Question 1

# Load the dataset
load("visitors.rda")
# Convert the data into a time series object
visitors_ts <- ts(visitors$Arrivals, start = c(1981, 1), frequency = 4)

Question 1: Plot the time series object

Question 1: Describe the main features

Trend: Upward Trend suggesting increasing travel interests
Seasonality: Strong evidence of seasonality indicating popular times to visit
Cyclical: Decent evidence Indicating Seasonality  
Irregularities: start of the data through 1984 demonstates irregularities 

Question 2

Additive vs.

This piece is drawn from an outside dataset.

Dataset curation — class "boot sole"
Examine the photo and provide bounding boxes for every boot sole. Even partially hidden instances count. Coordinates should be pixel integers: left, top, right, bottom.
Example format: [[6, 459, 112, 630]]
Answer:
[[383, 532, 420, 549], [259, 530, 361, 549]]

Multiplicative?

Trend: clear upward trend as the level increases, the fluctuations appear to increase as well
Seasonality: amplitude of the seasonal fluctuations appears to grows as well suggesting the     seasonal effects are not constant 

Given these observations, the multiplicative appears to be the better fit for this dataset

Question 3

library(forecast)
## Warning: package 'forecast' was built under R version 4.3.3
## Registered S3 method overwritten by 'quantmod':
##   method            from
##   as.zoo.data.frame zoo
# Forecasts using Holt-Winters methods

# Linear trend with additive seasonality
hw_additive <- hw(visitors_ts, seasonal = "additive", h = 20)

# Linear trend with multiplicative seasonality
hw_multiplicative <- hw(visitors_ts, seasonal = "multiplicative", h = 20)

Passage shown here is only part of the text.